Muse, dis-moi l'homme inventif, qui erra si longtemps...
mar, 11/01/2011 - 20:31
Confortablement installés sur de moelleuses banquettes rouges, les spectateurs attendent avec impatience l’entrée en scène de l’aède. Ambiance intimiste dans la petite salle du Lucernaire nommée « Théâtre rouge ». Plusieurs générations s’y côtoient, preuve que l’Odyssée, cette épopée vieille de plus de deux millénaires, continue de fasciner petits et grands. C’est avec plaisir et curiosité que chacun accueille les trois acteurs chargés de donner voix et corps aux chants XIII à XXIII du poème d’Homère dans Retour à Ithaque.
La mise en scène d’un tel texte relève du défi. Pourtant, l’Odyssée a vu le jour à une époque où la tradition orale prévalait. Y a-t-il là un paradoxe ? Voici la difficulté à laquelle doit faire face toute adaptation moderne de l’épopée d’Homère. A notre époque, les hommes ne regardent plus les mêmes spectacles, et ils les regardent autrement. Le récit épique, incroyablement long, ne peut plus être récité par une seule personne, pendant des heures, scandé d’une manière qui pourrait nous sembler trop étrange. Nos attentes, nos habitudes, ont changé ; notre façon d’écouter aussi. Et pourtant le poème d’Homère, qui a traversé les âges (presque) intact, n’attend qu’une chose : être incarné.

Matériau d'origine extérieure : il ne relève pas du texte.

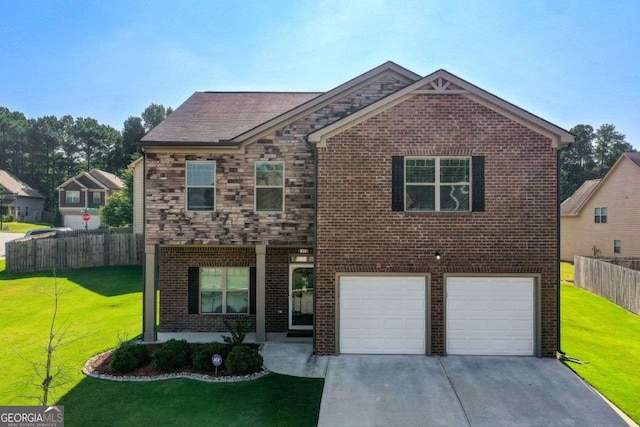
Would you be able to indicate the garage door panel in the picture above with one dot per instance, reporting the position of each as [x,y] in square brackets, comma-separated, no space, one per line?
[490,315]
[382,315]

Il faut saluer la performance des acteurs et leur jeu impeccable. Grandiose et touchante, Fatima Aïbout incarne tour à tour le narrateur, Athéna, Pénélope, le porcher Eumée. Sa voix et son corps s’adaptent aux différents rôles à une vitesse surprenante, et ce avec une grande crédibilité. Tantôt déesse souveraine, tantôt épouse inquiète et intouchable, tantôt compagnon de lutte, elle entraîne avec elle le spectateur dans le tourbillon de l’épopée. Sa voix forte et sa diction parfaite redonne aux mots de l’Odyssée toute leur puissance d’évocation. Devant nous se dressent alors les rivages d’Ithaque, les colonnes du palais d’Ulysse… Drôle, sérieux, innocent ou effrayant, Kevin Duplenne endosse les rôles de Télémaque, de la nourrice Euryclée, du bouvier Philoetios et de plusieurs prétendants. Son jeu force le trait des personnages, sans pour autant tomber dans le burlesque ou le grotesque, ce qui apporte au spectacle une touche d’humour plus que bienvenue. Le pilier du récit, Ulysse, est quant à lui incarné par Julien Muller, dont la présence imprègne la scène du début à la fin de la représentation. Même lorsqu’il est assis et silencieux, sa puissante aura se fait sentir. Sa voix tonitruante résonne de colère lors du massacre des prétendants, tandis que sa sagesse et sa ruse prennent corps dans les plans qu’il échafaude dans un murmure. Tour à tour, ces trois acteurs réussissent à donner vie au poème d’Homère sans s’effacer derrière les mots. Défi relevé, belle réussite.